—Eso está por ver… Francamente, me sorprende que hayáis aguantado tanto tiempo.
—Lo mismo le ocurre a nuestros amigos de tres patas. Todo el mundo está sorprendido. A veces pienso que hasta nosotros mismos estamos sorprendidos…
—Balveda… —Horza dejó escapar un suspiro de cansancio—. Para empezar, sigo sin saber por qué diablos lucháis. Los idiranos nunca representaron una amenaza para vosotros. Si dejarais de luchar contra ellos seguirían sin ser una amenaza. ¿Es que la vida en vuestra gran Utopía acabó volviéndose tan aburrida que necesitabais una guerra, o qué?

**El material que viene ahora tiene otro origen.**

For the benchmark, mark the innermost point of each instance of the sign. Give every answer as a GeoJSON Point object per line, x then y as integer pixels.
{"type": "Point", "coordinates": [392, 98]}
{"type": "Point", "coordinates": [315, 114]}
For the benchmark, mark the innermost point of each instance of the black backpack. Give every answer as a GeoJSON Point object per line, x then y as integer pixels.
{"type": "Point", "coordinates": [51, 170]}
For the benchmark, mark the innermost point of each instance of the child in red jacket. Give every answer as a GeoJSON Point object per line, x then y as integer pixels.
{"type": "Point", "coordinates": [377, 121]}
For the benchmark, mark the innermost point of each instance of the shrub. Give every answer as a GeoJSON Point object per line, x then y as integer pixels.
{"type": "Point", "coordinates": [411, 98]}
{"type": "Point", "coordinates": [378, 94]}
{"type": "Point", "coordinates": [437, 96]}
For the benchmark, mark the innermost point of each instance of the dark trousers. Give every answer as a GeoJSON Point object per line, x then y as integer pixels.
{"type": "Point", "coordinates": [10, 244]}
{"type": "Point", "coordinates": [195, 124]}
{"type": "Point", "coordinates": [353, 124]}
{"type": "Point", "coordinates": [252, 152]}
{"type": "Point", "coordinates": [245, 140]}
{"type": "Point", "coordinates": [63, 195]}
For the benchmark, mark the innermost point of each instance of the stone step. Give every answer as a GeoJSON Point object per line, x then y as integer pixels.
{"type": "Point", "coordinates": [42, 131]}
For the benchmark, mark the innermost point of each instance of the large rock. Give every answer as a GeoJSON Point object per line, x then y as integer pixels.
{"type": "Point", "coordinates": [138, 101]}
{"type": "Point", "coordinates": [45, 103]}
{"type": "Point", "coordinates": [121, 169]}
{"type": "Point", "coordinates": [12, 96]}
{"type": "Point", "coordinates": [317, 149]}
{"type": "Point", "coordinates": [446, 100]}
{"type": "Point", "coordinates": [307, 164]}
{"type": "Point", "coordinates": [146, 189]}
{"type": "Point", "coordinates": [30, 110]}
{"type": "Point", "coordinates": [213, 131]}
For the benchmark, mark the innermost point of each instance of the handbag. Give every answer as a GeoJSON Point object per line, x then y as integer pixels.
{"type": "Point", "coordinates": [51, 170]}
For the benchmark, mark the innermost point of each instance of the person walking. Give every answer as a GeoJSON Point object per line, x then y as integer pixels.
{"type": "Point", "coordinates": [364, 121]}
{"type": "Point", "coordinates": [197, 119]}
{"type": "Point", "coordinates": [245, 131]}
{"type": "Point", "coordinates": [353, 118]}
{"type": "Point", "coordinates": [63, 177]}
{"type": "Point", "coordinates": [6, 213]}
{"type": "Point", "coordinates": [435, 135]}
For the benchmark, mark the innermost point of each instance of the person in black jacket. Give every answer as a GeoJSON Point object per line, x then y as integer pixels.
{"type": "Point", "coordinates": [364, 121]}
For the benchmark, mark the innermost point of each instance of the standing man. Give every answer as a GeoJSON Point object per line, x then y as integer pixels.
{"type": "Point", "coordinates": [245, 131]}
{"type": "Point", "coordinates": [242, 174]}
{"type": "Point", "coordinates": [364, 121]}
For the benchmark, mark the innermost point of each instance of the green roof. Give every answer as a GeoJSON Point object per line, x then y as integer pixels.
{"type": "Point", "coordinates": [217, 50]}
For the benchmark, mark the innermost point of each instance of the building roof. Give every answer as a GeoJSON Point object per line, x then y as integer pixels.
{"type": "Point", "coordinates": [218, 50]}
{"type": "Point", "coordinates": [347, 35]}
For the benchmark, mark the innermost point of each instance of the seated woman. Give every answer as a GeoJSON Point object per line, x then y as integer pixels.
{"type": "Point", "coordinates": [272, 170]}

—Horza —dijo Balveda inclinándose hacia adelante—, yo tampoco comprendo por qué luchas. Sé que Hiedohre está en…
—Heibohre —la interrumpió Horza.
—De acuerdo, como se llame ese maldito asteroide en el que vivís los Cambiantes. Sé que se encuentra en el espacio idirano, pero…

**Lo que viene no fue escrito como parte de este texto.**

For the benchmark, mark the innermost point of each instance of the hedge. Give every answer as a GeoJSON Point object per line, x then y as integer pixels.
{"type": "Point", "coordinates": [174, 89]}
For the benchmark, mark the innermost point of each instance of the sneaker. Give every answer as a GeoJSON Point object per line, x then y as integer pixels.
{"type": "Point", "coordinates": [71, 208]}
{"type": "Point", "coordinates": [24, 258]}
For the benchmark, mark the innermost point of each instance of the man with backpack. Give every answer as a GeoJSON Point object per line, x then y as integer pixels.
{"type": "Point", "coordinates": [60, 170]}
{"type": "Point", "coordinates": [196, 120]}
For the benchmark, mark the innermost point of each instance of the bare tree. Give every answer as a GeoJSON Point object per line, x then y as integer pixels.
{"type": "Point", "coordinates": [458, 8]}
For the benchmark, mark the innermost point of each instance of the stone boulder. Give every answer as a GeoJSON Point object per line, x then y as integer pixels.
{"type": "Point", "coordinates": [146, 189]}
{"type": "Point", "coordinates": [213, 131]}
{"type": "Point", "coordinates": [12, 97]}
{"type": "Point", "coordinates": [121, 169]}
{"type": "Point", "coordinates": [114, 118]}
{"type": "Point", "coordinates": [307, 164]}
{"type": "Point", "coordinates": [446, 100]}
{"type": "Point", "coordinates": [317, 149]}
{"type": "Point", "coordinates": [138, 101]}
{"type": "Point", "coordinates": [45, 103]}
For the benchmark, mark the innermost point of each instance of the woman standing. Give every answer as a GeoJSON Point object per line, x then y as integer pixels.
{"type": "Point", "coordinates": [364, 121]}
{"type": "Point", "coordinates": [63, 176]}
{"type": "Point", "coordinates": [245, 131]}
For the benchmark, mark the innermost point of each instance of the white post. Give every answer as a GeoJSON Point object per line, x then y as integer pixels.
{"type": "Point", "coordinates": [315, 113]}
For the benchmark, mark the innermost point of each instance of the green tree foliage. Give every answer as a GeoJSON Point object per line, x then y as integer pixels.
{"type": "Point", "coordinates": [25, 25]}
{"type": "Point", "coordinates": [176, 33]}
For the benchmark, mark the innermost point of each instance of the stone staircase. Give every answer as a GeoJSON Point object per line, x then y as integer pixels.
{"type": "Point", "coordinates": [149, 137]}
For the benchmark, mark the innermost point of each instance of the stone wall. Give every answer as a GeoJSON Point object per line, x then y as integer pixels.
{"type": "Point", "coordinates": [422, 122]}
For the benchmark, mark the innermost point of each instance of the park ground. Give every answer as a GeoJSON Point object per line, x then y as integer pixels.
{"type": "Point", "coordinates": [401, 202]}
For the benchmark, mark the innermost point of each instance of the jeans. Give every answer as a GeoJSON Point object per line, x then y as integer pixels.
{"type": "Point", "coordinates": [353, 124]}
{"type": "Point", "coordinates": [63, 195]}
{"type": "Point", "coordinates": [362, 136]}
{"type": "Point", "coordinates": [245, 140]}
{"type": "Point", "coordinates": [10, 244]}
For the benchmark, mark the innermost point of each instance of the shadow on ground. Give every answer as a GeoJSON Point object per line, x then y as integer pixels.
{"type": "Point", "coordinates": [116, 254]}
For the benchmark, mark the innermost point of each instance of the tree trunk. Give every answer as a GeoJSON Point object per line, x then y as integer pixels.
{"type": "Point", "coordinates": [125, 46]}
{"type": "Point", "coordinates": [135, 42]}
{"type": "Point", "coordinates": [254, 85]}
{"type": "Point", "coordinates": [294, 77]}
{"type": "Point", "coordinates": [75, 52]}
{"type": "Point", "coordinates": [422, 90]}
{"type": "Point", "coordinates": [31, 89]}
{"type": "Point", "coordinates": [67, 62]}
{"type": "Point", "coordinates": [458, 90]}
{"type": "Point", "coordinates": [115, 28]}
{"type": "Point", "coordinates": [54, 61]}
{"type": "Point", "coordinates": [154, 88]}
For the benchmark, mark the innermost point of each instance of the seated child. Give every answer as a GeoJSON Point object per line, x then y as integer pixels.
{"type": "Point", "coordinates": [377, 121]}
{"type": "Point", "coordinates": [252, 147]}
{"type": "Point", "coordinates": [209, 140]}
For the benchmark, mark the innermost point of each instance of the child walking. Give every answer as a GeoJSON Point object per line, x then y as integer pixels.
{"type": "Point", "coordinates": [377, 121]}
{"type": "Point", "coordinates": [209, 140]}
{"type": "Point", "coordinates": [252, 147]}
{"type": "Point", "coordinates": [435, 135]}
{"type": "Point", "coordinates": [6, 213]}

—Eso no tiene nada que ver, Balveda. Lucho a su lado porque creo que tienen razón y que vosotros estáis equivocados.
Balveda se echó hacia atrás y puso cara de asombro.
—Tú… —empezó a decir. Bajó la cabeza y la movió lentamente de un lado para otro con los ojos clavados en el suelo. Finalmente, alzó la mirada hacia él—. No te comprendo, Horza. De veras… Debes saber perfectamente qué cantidad de especies, civilizaciones, sistemas e individuos han sido destruidos o…, o esclavizados por los idiranos y su maldita religión de locos. ¿Qué diablos ha hecho la Cultura que se pueda comparar con eso?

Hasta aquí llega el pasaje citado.